Since I do not have the exact 1983/1998 edition text, this guide is reconstructed based on the standard content of Chapter 4 in that specific book, covering: Tangents and Normals, Increasing/Decreasing Functions, Maxima/Minima, Concavity, Points of Inflection, and Applied Optimization.

4. Implicit Differentiation

Though sometimes treated as a separate advanced topic, many standard texts, including Feliciano and Uy, introduce implicit differentiation in the context of the Chain Rule.

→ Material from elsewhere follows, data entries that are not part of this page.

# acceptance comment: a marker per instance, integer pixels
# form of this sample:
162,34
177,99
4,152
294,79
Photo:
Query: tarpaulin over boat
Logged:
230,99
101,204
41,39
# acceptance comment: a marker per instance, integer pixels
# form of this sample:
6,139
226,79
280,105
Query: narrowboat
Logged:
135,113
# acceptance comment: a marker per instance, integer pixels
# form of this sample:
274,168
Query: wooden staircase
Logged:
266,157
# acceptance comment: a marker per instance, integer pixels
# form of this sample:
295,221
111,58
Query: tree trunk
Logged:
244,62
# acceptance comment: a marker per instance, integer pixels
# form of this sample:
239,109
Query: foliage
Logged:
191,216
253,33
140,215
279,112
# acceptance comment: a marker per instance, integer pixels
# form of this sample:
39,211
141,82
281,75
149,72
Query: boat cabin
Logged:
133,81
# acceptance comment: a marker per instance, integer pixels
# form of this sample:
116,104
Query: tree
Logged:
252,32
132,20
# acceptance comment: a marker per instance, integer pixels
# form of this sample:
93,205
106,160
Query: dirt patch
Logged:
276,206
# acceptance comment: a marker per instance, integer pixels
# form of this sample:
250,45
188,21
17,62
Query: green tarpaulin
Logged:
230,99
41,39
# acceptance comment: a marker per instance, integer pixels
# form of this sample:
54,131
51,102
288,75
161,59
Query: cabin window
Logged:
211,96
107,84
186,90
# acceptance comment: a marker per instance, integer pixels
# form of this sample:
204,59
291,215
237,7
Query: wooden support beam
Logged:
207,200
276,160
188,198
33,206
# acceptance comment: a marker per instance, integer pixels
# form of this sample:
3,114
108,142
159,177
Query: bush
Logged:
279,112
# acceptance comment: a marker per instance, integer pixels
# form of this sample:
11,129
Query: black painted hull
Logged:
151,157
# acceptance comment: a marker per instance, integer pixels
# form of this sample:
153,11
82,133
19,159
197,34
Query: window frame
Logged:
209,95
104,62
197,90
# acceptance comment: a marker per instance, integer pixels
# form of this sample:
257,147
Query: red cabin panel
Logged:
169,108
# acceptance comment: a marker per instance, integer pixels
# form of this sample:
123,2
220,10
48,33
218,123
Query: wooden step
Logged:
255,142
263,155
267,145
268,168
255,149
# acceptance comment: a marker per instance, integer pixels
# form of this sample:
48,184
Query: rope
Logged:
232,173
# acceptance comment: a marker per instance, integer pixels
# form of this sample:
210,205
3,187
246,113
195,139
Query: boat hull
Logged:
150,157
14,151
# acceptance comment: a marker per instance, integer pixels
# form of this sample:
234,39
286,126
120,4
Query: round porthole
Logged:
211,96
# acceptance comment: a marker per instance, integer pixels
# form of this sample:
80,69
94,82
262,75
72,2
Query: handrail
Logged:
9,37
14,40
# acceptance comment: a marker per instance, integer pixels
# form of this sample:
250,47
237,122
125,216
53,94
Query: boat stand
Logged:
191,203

This technique is used when a function is not isolated as $y = f(x)$. This is a custom study and solution guide

Technique: One differentiates both sides of the equation with respect to $x$, treating $y$ as a function of $x$ (and thus applying the Chain Rule to terms containing $y$) and subsequently solving for $dy/dx$.

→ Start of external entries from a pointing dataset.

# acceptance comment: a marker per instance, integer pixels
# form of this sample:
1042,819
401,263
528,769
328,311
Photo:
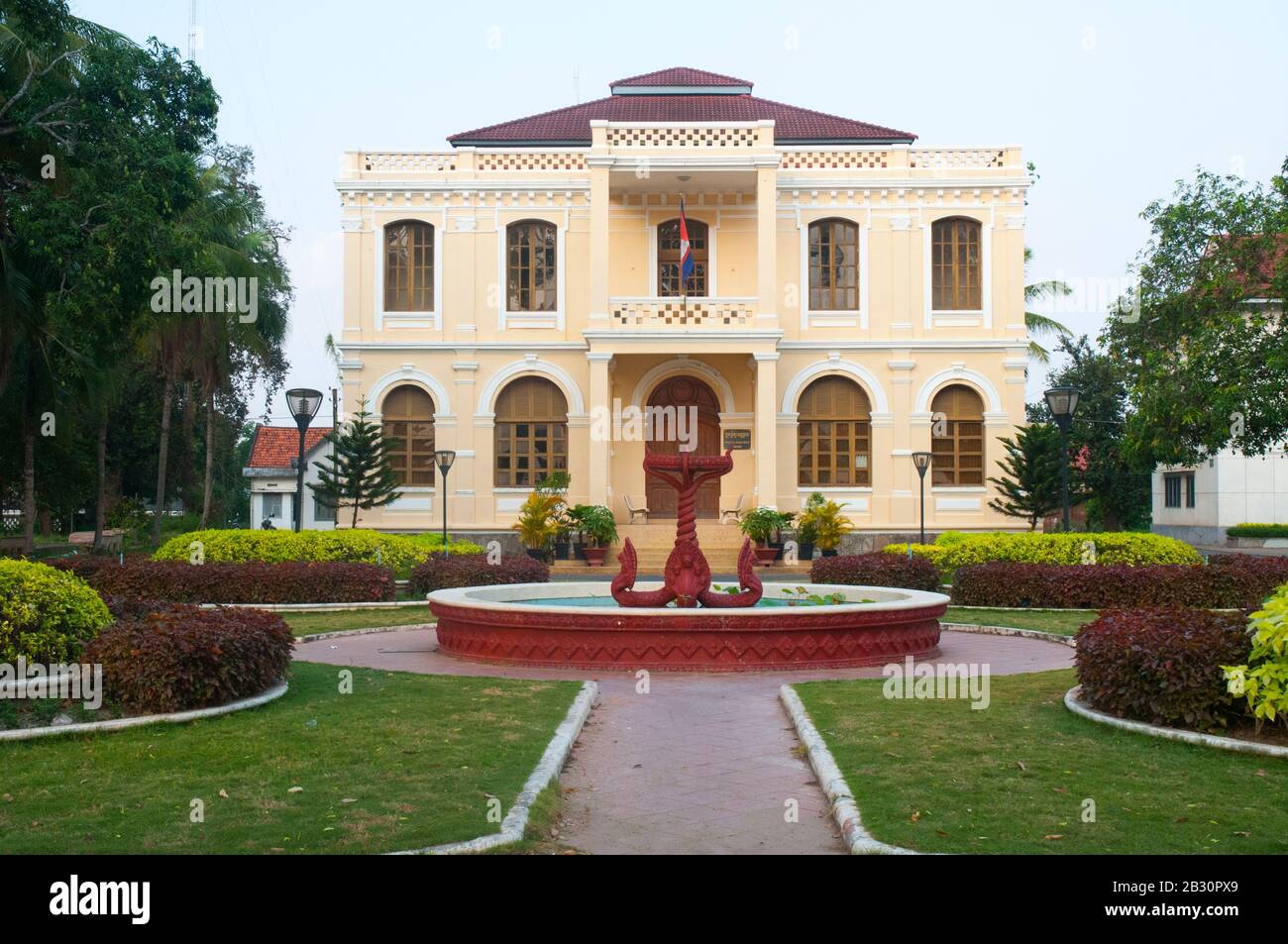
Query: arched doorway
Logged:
683,393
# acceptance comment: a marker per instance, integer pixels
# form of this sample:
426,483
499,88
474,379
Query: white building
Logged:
1198,502
271,476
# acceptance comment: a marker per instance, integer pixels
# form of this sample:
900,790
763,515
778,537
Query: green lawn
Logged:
304,623
938,777
402,763
1064,622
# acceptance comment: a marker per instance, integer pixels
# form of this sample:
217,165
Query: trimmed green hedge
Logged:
353,546
954,549
1247,530
46,614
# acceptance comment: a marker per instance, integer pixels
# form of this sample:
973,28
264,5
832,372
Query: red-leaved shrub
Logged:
475,571
876,571
253,582
1229,584
1162,665
184,657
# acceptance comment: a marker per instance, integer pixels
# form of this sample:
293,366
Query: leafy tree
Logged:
1030,484
1203,339
1117,487
360,472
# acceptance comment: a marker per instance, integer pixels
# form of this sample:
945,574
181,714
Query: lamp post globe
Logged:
1063,403
304,403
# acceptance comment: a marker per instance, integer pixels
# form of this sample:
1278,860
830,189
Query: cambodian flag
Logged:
686,256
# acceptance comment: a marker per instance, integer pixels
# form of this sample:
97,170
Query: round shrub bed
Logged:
352,546
46,614
475,571
163,657
1162,666
1234,584
876,571
257,582
956,549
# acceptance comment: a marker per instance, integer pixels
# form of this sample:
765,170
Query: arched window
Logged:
956,269
408,430
669,258
408,266
531,433
833,265
958,452
833,434
531,275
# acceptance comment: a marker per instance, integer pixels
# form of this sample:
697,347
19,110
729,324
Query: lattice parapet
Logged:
679,313
681,137
531,159
835,159
407,161
952,158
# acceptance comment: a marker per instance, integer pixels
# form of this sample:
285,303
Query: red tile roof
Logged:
571,125
681,75
275,446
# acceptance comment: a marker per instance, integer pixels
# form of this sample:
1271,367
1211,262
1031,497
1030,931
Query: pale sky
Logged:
1112,101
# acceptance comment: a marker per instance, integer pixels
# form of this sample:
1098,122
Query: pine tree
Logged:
1030,485
359,472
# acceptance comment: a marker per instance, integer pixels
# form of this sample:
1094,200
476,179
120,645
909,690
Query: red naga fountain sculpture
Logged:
687,575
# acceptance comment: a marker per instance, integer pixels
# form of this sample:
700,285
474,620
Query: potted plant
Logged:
760,524
828,523
806,532
600,530
539,523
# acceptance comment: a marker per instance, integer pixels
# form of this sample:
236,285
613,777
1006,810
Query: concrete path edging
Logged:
1073,703
1010,631
845,810
138,721
546,771
338,634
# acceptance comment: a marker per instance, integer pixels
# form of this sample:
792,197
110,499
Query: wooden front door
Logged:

Cheat Sheet: Common Derivatives Needed in Chapter 4

Keep this list handy while working through Feliciano and Uy Chapter 4:

Power Rule: ( \fracddx x^n = n x^n-1 )
Trigonometric: ( \fracddx \sin u = \cos u \cdot \fracdudx )
Logarithmic: ( \fracddx \ln u = \frac1u \cdot \fracdudx )
Parametric: ( \fracdydx = \fracdy/dtdx/dt )

4. Concavity and Second Derivative Test

Definitions:

(f''(x) > 0) → concave up (cup-shaped)
(f''(x) < 0) → concave down (cap-shaped)
Inflection point: where (f''(x) = 0) or undefined and concavity changes.

Second Derivative Test for Extrema:

(f'(c) = 0) and (f''(c) > 0) → local minimum
(f'(c) = 0) and (f''(c) < 0) → local maximum
(f''(c) = 0) → test fails (use first derivative test)

Example:
(f(x) = x^4 - 4x^2)
(f'(x) = 4x^3 - 8x = 4x(x^2 - 2)) → CP: (x = 0, \pm\sqrt2)
(f''(x) = 12x^2 - 8) Technique: One differentiates both sides of the equation

(f''(\sqrt2) = 16 > 0) → local min
(f''(-\sqrt2) = 16 > 0) → local min
(f''(0) = -8 < 0) → local max

C. Fencing/Cost problems

Rectangular field with 600m fencing, one side against river (no fence). Max area.
Let (x) = side parallel to river, (y) = other side. (x + 2y = 600) → (A = xy = y(600-2y)) → derivative → (y=150), (x=300).